Although I support the concept of artist live-work, I oppose this project because it is too big and at the wrong location. It will change the character of the canyon and have a negative effect on the Sun Valley neighborhood.
Creating affordable studios for this city is an important objective and worthy of creative thinking and planning. Artists in our community certainly need to be nurtured and encouraged. If Laguna Beach leaders want to continue to develop the city as an artists community, it is important to engage planners and creative thinkers in making Laguna Beach a place where affordable studios can be found.
These studios can be located in a variety of places rather than concentrating them in one big building. It's time to put some quality thinking and planning into what benefits the artist community and Laguna Beach as a whole without harming one particular neighborhood.
I want the City Council, city planners and other city leaders to develop a comprehensive plan. This project, at this location and at this size, is short-sighted. It is wrong for the Sun Valley neighborhood. It is wrong as a feature of the canyon. The city can do much better than this.

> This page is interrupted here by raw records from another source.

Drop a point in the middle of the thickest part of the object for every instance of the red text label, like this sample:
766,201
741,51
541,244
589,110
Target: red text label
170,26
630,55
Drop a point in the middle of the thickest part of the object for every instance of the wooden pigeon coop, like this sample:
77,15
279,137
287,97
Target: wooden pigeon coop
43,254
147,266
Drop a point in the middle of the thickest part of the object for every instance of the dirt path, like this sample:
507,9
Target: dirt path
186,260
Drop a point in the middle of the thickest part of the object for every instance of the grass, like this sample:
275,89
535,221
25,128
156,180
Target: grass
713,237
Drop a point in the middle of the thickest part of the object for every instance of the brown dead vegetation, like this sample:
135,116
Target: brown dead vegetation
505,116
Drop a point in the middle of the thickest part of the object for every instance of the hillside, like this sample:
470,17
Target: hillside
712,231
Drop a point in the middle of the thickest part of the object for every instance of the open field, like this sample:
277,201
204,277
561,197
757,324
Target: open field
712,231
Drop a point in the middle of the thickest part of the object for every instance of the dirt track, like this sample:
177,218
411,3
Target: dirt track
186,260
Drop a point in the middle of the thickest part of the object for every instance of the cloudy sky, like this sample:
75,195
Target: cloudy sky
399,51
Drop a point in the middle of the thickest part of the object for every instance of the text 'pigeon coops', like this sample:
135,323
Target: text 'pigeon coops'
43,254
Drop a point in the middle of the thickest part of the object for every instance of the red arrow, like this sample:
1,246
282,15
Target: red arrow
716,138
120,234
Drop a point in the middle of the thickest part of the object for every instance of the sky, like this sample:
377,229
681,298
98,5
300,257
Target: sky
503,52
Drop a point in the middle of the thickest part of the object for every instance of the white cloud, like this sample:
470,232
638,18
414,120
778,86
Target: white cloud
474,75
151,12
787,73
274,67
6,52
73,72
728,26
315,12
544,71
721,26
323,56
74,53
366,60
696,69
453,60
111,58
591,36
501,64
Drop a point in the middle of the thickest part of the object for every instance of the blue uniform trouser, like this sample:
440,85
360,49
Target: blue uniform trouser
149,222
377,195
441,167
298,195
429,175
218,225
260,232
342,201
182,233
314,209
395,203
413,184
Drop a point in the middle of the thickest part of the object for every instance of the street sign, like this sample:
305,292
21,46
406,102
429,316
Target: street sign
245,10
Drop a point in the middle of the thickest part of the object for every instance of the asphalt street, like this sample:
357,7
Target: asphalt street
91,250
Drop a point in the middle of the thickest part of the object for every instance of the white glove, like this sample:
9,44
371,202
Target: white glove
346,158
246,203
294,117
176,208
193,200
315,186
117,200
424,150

I hope the council will consider scaling back the project to the original concept. Eight or so units would be in the best interests of the Laguna Canyon neighbors and of Laguna Beach.
Stuck in antiquated parking rules
The principal driver in the current Village Entrance proposal is the replacement-parking stipulation dictated by the California Coastal Commission, which aims to ensure public access to a public beach.
But the Coastal Commission allows exceptions to its own rules.
Caltrans stipulates the operation of Laguna Canyon Road and Pacific Coast Highway through Laguna Beach. There are also exceptions to Caltrans' rules.
The objective of the Laguna Beach Village Entrance is beautification of the city entrance by removing the blight caused by an asphalt parking lot. The objective is lost if we merely pave another parking lot over an existing one.
We have arrived at this decision because we are not creative enough or bold enough to challenge the existing rules. In so doing we are stuck with design practices from the 1950s, and Laguna Beach remains a parking lot.